Irma La Douce, when you get right down to it, is simply a cosy little musical about the work ethic. Irma's work is a bit more demanding than some, and she apparently gives it her full attention, but when she falls in love in the first scene with the naive law student who gallantly protects her from her own protector by waving his law book, her "bourgeois" emotion momentarily interrupts her career.

The girl has principles, however, and because "you can't live if you don't work", she stops indulging in pleasure and returns to dealing in it, supporting her law student with her earnings. Reluctant to take her work away from her, and jealous of the clients filing out of her bedroom, he devises a plan to keep her content. He impersonates a client who will pay her 10,000 francs a day for her exclusive services and pays her by recycling the money that she gives him every evening.

It gets wearing, particularly when he has to take a job as a floor polisher simply to pay the bar bill that comes from his new reputation as the best mec in Paris. When Irma's affections begin to move from Nestor-le-Fripe to his kindly impersonation, Oscar, Nestor takes the drastic step of apparently killing Oscar. That puts him on to Devil's Island, from which he will escape, and it should come as no surprise that it will be the tax collector who finally proves such a solid citizen innocent of murder.

What comes as a surprise to me is how flimsy the whole thing appears. In what should have been my formative years I saw Peter Brook's original production of the musical, and it is neither that nor Elizabeth Seal's performance that I remember but the later non-musical film.

Marguerite Monnot's music does not, for instance, cry out to be whistled. It does, from time to time, allow dancers to kick their legs high. The book and lyrics by Julian More, David Heneker and Monty Norman do not stick in the memory. They do occasionally stick in the gullet, as in the last song, "Christmas Child", devoutly sung as a hymn to Irma's baby, but depending for its success on quite another child's nativity.

The whole thing seems to have been mounted as a tribute to the legs of Helen Gelzer who first showed them in London in Bubbling Brown Sugar. She also brings an interesting voice to the part, rich in the lower registers, but though she is the only woman in the cast of 17, hers is not the most demanding role. That belongs rather to Charles Dance in the double act of Nestor and Oscar and his best moment comes when he is alone, arguing between his two selves.

© Ned Chaillet


    Superb Irma Bubbles Like Brown Sugar

One could have wished for a more subtle and sophisticated production of "Irma La Douce" than the one now at the Shaftesbury, but I cannot help wishing this charming show well.

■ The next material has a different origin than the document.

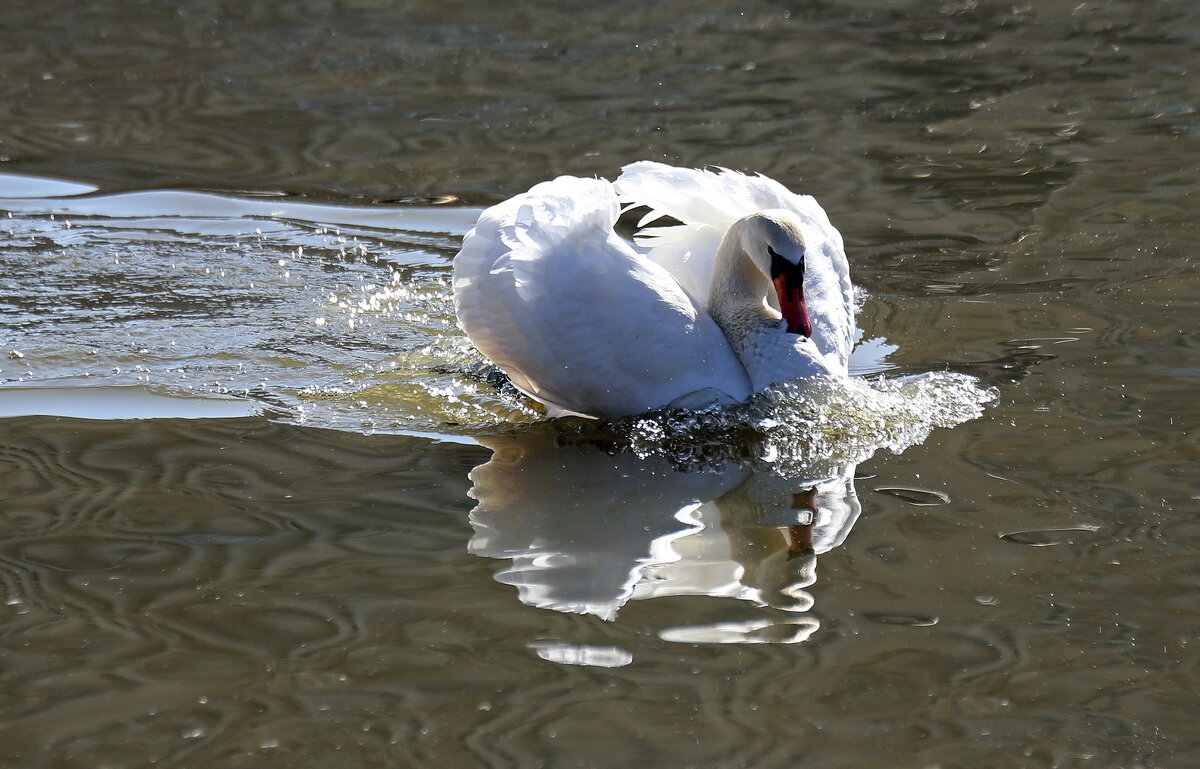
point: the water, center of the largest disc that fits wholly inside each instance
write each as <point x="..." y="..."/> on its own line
<point x="334" y="546"/>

The musical took both Paris and London by storm some 20 years ago when it was considered daring and the last word in chic.

The revival lacks the dazzling stylishness of Peter Brook's direction but it boasts a superb Irma in Helen Gelzer, who first delighted us in the long-running "Bubbling Brown Sugar".

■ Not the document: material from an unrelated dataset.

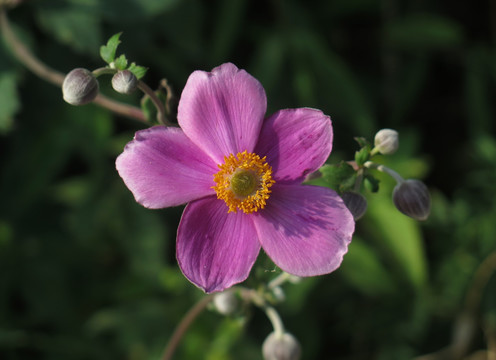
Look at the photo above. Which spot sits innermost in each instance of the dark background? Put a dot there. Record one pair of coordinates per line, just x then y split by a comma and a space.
86, 273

Like brown sugar, this adorable Irma is sweet and unrefined. And she certainly bubbles. A girl of the streets who helps all Paris to relax, she is incandescent with vitality. When singing, her big generous mouth produces the deepest and wildest of notes, and her legs are quite simply the loveliest in London.

The mischievous little plot tells how Irma falls in love with a penniless law student, who becomes jealous of her numerous admirers. So he dons a false beard, to provide her with her dream millionaire, only to discover that she prefers the imposter to himself.

The show is directed and choreographed by Billy Wilson, whose over-anxious American methods lash it into a frenzy which does not always suit its delicate wit. The atmosphere of back-street Montmartre is suggested so jokily that there is no time to hint at that idelness of the heart which leads to sin -- and which is half the point.

But the music of Marguerite Monnot remains delicious, as do the lyrics of Julian More, David Heneker and Monty Norman. Of the 16 men who act as foil to Miss Gelzer, I like both the lawyer of Charles Dance and the bistro-keeper of Bernard Spear, and I commend them all for their lusty choral singing.